I want to buy one Glock which will be my first gun. I can not decide between G 19 and G 30 SF. I shot both and liked both. Beside the price difference for rounds, which is the better gun for a first time ower.
Please give me your two cents. Thanks.


----------



## Thanatos (Oct 9, 2009)

Personally I would say 9mm, for precisely the reason you stated, price difference. 9mm is cheaper, cheaper ammo = more practice. Other than that, it really depends on your personal preference. For instance, are you going to be carrying or is it just for home defense? Depending on your build, weight, etc, if you are planning to carry you may be able to hide the G30 better than the G19...really depends on your size I suppose.

Other than that, I'd say either would be a good choice. I've shot both and like them both. I have to say, my friend's G30 is fun to shoot....that sucker puts out a pretty big fireball for such a little package.


----------



## kg333 (May 19, 2008)

Thanatos said:


> Personally I would say 9mm, for precisely the reason you stated, price difference. 9mm is cheaper, cheaper ammo = *more practice.*


Agreed for the reason I bolded right there. Considering it's your first gun, plenty of practice should be a high priority for you.

KG


----------



## Bisley (Aug 24, 2008)

I would normally recommend a 9mm for a new shooter. But if you have already shot the G30 and liked it, and ammo price is not a concern, I say go with a .45. I consider the 9mm to be a very good compromise, to be used when a .45 is not appropriate, for whatever reason.
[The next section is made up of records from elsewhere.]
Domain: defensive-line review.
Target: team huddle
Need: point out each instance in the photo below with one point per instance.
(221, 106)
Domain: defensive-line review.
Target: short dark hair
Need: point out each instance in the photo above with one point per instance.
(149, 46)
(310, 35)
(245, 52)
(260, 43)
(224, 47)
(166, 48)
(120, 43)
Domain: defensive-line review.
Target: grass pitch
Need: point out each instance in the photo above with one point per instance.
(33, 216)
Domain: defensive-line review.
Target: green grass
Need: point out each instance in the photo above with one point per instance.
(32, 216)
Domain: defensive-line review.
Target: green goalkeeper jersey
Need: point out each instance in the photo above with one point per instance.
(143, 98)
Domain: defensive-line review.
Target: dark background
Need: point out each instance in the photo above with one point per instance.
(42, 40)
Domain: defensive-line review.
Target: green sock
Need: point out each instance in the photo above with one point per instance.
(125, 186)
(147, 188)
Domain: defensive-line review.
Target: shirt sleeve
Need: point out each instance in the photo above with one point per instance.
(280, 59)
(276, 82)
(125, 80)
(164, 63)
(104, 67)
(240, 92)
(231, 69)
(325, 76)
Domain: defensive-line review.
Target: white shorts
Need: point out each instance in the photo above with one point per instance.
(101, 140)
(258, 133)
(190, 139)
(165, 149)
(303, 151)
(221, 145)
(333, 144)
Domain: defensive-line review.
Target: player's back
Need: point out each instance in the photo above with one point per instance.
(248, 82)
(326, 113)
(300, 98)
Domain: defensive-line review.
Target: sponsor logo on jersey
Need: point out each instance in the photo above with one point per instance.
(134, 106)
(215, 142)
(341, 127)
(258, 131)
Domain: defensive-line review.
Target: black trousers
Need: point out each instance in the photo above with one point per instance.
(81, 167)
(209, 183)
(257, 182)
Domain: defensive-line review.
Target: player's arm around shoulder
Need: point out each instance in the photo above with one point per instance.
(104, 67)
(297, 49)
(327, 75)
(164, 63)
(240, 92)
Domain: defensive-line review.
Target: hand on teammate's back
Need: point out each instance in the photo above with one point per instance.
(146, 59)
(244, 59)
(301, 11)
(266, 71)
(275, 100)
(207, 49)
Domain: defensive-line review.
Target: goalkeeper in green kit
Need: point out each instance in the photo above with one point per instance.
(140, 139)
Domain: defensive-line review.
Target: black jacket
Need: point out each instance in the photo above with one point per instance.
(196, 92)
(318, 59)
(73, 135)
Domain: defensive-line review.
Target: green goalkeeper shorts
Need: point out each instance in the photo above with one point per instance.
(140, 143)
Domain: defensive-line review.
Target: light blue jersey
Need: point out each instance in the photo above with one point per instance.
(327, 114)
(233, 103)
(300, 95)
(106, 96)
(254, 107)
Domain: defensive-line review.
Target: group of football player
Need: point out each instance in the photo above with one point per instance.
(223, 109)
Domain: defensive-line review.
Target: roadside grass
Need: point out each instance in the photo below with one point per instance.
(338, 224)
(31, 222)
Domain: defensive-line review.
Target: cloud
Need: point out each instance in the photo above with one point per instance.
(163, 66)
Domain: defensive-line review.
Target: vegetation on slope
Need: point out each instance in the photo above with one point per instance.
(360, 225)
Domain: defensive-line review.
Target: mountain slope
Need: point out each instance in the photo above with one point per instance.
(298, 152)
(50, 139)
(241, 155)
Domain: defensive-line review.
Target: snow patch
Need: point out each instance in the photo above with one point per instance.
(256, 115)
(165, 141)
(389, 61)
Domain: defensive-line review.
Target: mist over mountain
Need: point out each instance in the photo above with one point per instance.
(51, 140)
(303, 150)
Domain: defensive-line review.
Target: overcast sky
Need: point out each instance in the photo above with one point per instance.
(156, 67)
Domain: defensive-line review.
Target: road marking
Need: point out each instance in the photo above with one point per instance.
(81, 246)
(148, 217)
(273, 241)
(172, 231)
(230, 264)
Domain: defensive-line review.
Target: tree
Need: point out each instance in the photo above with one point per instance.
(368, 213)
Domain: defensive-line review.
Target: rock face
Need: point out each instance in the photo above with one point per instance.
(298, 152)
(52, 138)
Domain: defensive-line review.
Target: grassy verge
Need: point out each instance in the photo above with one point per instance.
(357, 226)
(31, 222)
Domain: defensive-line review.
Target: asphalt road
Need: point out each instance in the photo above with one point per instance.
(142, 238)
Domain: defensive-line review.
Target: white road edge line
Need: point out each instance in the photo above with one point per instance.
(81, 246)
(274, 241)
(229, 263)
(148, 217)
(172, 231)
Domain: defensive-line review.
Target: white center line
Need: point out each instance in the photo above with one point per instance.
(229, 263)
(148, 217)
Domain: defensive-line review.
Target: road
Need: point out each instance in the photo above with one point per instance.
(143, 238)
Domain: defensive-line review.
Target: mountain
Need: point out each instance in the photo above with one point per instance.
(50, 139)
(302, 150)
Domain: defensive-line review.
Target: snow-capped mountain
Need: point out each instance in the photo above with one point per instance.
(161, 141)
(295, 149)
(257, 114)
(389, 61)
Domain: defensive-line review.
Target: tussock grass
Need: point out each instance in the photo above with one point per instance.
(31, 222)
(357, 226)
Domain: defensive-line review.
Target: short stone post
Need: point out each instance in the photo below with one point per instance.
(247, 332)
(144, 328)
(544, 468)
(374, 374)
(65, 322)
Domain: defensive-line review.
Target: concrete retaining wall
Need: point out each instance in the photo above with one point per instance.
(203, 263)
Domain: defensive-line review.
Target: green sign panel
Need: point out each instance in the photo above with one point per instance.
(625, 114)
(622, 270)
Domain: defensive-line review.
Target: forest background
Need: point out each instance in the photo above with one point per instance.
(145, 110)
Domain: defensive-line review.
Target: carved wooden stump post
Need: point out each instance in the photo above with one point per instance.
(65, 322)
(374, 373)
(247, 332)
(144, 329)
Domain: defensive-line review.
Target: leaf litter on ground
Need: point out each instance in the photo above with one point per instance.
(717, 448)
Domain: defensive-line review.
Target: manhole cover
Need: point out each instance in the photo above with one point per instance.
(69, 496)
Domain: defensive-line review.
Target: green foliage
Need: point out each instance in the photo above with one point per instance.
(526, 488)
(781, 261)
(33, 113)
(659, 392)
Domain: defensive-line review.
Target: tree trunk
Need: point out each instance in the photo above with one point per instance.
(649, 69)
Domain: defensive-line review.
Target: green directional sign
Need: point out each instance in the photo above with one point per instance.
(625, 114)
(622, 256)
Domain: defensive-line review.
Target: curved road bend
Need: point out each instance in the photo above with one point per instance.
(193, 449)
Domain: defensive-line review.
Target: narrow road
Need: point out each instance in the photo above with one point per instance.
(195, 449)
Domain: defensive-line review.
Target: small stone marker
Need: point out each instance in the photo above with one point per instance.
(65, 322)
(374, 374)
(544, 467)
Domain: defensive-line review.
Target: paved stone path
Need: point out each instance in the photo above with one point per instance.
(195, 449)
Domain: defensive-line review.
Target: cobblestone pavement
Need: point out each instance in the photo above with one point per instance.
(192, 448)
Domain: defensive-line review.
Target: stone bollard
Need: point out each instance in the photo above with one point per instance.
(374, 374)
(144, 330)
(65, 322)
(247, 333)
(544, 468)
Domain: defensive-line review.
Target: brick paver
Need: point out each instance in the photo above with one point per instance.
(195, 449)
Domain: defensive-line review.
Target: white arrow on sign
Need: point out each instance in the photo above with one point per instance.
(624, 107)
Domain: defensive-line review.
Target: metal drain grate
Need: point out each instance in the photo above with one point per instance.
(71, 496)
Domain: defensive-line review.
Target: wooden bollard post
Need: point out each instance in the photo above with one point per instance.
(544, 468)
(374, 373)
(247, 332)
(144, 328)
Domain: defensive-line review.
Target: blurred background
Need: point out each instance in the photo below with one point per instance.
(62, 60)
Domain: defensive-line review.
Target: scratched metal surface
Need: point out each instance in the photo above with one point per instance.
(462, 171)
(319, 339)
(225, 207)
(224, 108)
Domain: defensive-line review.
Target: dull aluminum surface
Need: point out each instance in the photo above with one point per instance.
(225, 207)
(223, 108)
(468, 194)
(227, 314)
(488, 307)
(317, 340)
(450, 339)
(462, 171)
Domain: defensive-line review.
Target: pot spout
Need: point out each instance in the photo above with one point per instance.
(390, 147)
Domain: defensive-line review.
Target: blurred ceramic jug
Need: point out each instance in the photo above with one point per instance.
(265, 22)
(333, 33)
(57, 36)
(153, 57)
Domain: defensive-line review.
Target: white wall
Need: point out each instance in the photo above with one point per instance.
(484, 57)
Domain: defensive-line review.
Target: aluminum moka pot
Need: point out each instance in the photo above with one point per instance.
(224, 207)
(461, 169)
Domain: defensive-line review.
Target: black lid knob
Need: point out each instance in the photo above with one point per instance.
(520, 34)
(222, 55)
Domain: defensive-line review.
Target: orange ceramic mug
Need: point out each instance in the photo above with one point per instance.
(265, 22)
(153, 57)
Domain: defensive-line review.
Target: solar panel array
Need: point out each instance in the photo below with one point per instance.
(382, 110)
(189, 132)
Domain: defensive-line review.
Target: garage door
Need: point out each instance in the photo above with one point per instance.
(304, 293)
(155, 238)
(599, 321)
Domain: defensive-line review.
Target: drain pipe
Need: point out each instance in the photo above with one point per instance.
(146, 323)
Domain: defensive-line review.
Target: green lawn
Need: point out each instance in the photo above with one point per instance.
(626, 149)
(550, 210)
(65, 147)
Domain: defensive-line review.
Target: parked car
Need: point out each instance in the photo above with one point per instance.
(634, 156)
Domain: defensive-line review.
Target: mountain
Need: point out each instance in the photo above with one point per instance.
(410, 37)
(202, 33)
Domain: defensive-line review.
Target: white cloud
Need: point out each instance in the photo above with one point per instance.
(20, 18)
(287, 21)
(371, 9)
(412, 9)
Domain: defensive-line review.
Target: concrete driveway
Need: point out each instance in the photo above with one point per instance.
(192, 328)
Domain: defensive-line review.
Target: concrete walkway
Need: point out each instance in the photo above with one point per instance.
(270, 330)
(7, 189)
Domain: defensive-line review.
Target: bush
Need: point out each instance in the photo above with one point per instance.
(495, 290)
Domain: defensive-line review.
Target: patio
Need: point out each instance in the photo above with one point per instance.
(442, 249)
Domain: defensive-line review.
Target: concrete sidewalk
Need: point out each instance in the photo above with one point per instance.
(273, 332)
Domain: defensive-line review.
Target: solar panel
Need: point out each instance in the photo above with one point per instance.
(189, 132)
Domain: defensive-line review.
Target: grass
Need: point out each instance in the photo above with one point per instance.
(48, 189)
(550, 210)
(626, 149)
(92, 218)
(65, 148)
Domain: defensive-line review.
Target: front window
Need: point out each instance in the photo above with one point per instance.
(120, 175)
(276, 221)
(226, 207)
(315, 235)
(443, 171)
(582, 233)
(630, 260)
I have 9mm's and .45's, and for self-defense, or just for pure fun, I will always go with the .45, if I can.


----------



## wheelgunnerfla (Oct 21, 2009)

Buy the G19. Ammo is plentiful and it'll be a lot easier to sell it if you change your mind.


----------



## wheelgunnerfla (Oct 21, 2009)

You don't need advice...YOU NEED A G19!!!!


----------



## wheelgunnerfla (Oct 21, 2009)

Make sure you buy a good holster to go with it. I recommend the Sparks VMII or Summer Comfort.


----------